Drei DSGVO-konforme Architekturen, die in KMU funktionieren
Aus Projekten im Kinact-Netzwerk — alle drei sind in unter 12 Wochen produktiv geworden.
On-Premise LLM
Llama 3 / Qwen 2.5 auf eigenen GPUs (oder dedizierter DE-Cloud). Daten verlassen das Haus nie.
- Maximale Kontrolle
- Höhere CapEx, niedrige OpEx
EU-Cloud-LLM
Mistral / Aleph Alpha in EU-Regionen, AVV nach DSGVO, kein Training auf Ihren Daten.
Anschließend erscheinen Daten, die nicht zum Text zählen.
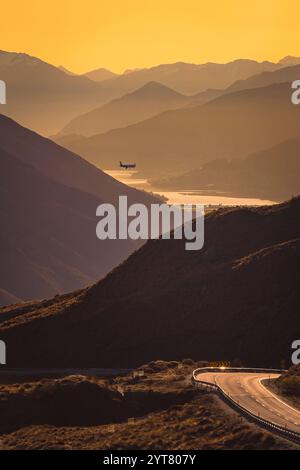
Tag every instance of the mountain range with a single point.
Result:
(45, 98)
(233, 125)
(149, 100)
(48, 207)
(230, 300)
(271, 174)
- Best Trade-off für die meisten KMU
- Schneller produktiv
Azure-OpenAI EU
GPT-4-Klasse-Modelle in EU-Region, mit AVV, deaktiviertem Training und dokumentiertem Datenfluss.
- Top-Modell-Qualität
- DSFA + AVV zwingend
Drei DSGVO-konforme Use-Cases aus dem Mittelstand
- Versicherung
Schadenautomatisierung mit pseudonymisierten Falldaten, Modell in Azure-EU, Audit-Trail für BaFin.
- Maschinenbau
RAG auf technischer Doku (on-prem Llama), keine externen Modell-Calls, Service-Techniker bekommen sofort die richtige Anleitung.
- Buchhaltung
Eingangsrechnungs-OCR + Datev-Verbuchung, vollständig in deutscher Cloud, Belegdaten verlassen das Haus nicht.
Häufige Fragen
Ist ChatGPT DSGVO-konform nutzbar?
Die Consumer-Version nicht. Für Unternehmen geht es nur über Azure-OpenAI EU oder die OpenAI-Enterprise-Variante mit AVV, deaktiviertem Training und EU-Region — und nur, wenn ein dokumentierter Datenfluss + DSFA vorliegt.
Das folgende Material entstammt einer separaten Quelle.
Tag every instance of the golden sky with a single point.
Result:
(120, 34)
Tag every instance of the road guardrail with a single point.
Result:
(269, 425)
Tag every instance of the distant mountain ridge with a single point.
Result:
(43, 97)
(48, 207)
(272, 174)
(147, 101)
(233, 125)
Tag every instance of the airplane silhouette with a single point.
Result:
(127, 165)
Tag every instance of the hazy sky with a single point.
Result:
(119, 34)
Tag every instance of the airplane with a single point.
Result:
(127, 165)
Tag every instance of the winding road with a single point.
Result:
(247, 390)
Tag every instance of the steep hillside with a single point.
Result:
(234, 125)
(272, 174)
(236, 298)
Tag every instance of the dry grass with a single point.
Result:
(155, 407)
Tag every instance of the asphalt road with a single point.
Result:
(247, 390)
Reicht der Standort EU aus?
Nein. EU-Hosting ist eine Mindestbedingung. Sie brauchen zusätzlich AVV, Löschkonzept, Datenminimierung im Prompt, eine DSFA und je nach Anwendungsfall eine EU-AI-Act-Klassifikation.
On-Premise oder Cloud?
On-Premise (z. B. Llama 3 / Qwen 2.5 auf eigenen GPUs) ist DSGVO-sicher, aber teuer im Betrieb. EU-Cloud (Aleph Alpha, Mistral, Azure-EU) ist meist der bessere Trade-off für KMU — mit klaren Verträgen genauso konform.
Was prüft Kinact konkret?
Jeder Experte im Netzwerk muss DSGVO-Erfahrung nachweisen (mind. ein abgeschlossenes Projekt mit DSFA und AVV-Setup). Wir matchen nur Profile, die das Setup vorher schon einmal gebaut haben — keine Trial-and-Error-Projekte auf Ihre Kosten.
Brauchen wir eine DSFA für jedes KI-Projekt?
Bei personenbezogenen oder potenziell hoch-risikoreichen Verarbeitungen ja (Art. 35 DSGVO). Unsere Experten machen die DSFA als Teil der Discovery-Phase mit, statt sie am Ende nachzureichen.
Was kostet ein DSGVO-konformes KI-Projekt mehr?
10 – 20 % gegenüber einer naiven OpenAI-API-Integration — fast nichts im Vergleich zu einem späteren Rückbau oder DSGVO-Bußgeld. Wenn früh richtig gemacht, ist es einfach Standardarchitektur.